Santo Domingo, 1 de dic.- La comunicadora, según muchos le lleva millas al dicho del «vino», ella encandila las noches sólo con su presencia, mientras que los padres de familia ponen como excusa que esperan las noticias de Cavada, los más jovencitos dicen que es para ver qué artista presentará esa noche.
La cuestión es que todos están atentos al cuerpo monumental de Milagros Germán, de lunes a viernes, a las 10 de la noche, con su Chévere Nights que, como el buen vino, mientras más añejo, más bueno.
A nadie le importa que haya rebasado los 40 hace tiempo. Y no vayamos a citar aquella canción de Ricardo Arjona, «Señora de las cuatro décadas» para referirnos a ella, porque varias veces ha confesado que es el cantautor que menos le gusta de la bolita del mundo.
Si tiene novio, sólo ella y su más cercano círculo lo saben. A ella, al igual que su gran amiga Tania Báez, también se le adjudica cierta atracción por hombres más jóvenes, ya porque lo hayan confesado, ya porque lo hayan demostrado. Y es que a las mujeres inteligentes y autosuficientes como les gusta tener el control.
Milagros opaca a Sergio Carlo, sólo con su presencia.

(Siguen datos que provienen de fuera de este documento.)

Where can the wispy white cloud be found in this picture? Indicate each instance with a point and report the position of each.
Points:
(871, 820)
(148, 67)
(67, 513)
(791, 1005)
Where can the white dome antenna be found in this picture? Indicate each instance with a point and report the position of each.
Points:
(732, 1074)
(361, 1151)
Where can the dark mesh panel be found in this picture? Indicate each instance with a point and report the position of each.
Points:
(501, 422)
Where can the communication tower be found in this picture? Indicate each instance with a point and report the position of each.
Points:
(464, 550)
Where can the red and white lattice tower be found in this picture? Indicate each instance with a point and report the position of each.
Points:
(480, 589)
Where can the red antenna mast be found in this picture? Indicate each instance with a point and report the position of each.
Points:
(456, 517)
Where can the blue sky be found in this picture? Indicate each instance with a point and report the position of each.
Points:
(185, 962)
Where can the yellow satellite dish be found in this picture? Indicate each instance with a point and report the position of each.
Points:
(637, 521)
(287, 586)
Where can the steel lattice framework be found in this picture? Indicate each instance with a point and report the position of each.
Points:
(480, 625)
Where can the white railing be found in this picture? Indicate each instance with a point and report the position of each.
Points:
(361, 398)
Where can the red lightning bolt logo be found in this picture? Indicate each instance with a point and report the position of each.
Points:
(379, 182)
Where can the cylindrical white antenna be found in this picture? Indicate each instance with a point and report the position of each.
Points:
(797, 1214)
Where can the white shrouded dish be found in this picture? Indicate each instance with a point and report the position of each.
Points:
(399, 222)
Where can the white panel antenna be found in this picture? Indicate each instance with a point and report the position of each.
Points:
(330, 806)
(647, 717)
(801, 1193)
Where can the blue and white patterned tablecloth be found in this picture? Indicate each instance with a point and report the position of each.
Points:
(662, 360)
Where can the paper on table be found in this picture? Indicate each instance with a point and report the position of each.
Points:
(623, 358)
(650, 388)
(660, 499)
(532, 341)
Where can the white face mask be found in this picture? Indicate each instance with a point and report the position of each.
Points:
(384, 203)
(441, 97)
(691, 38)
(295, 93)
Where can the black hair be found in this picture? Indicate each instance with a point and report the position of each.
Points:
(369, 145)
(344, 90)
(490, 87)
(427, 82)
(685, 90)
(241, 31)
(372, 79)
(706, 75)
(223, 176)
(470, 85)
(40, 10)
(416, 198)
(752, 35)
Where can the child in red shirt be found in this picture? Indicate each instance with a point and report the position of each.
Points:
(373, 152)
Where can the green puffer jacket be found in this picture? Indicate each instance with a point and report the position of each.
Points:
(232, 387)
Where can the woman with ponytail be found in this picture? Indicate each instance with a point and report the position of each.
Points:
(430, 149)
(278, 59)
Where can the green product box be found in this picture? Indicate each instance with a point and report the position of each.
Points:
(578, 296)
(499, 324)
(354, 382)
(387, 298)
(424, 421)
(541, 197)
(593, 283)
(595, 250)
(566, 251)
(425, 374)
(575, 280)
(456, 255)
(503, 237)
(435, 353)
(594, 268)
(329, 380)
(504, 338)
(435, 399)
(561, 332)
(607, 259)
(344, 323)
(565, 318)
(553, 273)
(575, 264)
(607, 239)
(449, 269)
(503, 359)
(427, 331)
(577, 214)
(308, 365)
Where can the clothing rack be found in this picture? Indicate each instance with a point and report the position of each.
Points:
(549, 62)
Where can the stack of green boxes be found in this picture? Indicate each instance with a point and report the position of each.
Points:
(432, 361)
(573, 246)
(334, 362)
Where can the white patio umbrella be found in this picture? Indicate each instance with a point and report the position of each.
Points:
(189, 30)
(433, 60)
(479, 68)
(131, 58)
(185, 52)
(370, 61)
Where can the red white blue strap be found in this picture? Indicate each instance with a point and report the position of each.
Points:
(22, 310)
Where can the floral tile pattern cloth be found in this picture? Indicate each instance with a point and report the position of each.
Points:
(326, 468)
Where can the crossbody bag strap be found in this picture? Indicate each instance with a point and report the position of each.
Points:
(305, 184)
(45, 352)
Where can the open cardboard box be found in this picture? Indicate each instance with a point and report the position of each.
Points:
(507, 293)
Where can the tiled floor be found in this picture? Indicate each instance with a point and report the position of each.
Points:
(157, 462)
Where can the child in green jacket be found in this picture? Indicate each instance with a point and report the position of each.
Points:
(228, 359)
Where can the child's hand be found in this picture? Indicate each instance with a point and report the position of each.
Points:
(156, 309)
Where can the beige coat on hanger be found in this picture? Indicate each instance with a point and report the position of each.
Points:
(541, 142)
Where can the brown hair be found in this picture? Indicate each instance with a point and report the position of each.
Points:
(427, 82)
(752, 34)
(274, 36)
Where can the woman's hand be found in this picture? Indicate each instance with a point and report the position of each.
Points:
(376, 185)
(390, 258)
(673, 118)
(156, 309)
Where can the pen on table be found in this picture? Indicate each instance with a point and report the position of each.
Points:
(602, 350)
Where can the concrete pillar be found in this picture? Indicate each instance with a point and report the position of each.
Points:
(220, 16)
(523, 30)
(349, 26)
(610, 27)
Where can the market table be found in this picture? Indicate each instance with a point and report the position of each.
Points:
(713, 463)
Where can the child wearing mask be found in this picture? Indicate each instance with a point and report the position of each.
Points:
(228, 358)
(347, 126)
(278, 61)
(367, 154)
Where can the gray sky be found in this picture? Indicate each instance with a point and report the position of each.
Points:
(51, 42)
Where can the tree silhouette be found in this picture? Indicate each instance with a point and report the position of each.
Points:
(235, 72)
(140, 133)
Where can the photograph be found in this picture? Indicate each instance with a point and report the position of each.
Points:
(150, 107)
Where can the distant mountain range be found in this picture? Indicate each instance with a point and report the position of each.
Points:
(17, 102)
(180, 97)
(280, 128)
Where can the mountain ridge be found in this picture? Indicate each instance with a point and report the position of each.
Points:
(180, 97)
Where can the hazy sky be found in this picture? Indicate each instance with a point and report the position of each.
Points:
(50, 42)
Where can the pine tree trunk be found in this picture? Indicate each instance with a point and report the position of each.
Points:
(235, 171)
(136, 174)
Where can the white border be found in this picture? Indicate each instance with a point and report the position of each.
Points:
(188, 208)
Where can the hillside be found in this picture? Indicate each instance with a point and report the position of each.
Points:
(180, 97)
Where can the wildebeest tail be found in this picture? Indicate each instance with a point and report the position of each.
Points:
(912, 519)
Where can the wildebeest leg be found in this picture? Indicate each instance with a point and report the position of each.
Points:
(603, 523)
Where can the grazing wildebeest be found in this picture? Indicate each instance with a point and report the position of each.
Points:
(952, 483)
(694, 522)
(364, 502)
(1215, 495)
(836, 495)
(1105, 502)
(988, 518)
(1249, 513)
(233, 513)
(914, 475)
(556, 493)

Ahí es donde ella explota todo su potencial, que le sale tan natural ¿o tampoco ella es así de simpática como se nos muestra? Y se adueña de la pantalla y todos se quedan boquiabiertos con cada mini vestido, cada pantalón ajustado, cada vueltecita en pantalla.
También es sabido que ella se ha dado su «ayudadita», pero, si lo hacen las más jovencitas, sin justificación ninguna, por qué no ha de hacerlo ella, que además ha demostrado que lo que más destaca de su ser no es la belleza, natural o pagada que posea, sino su inteligencia y su entrega al trabajo y la pasión con el que lo hace.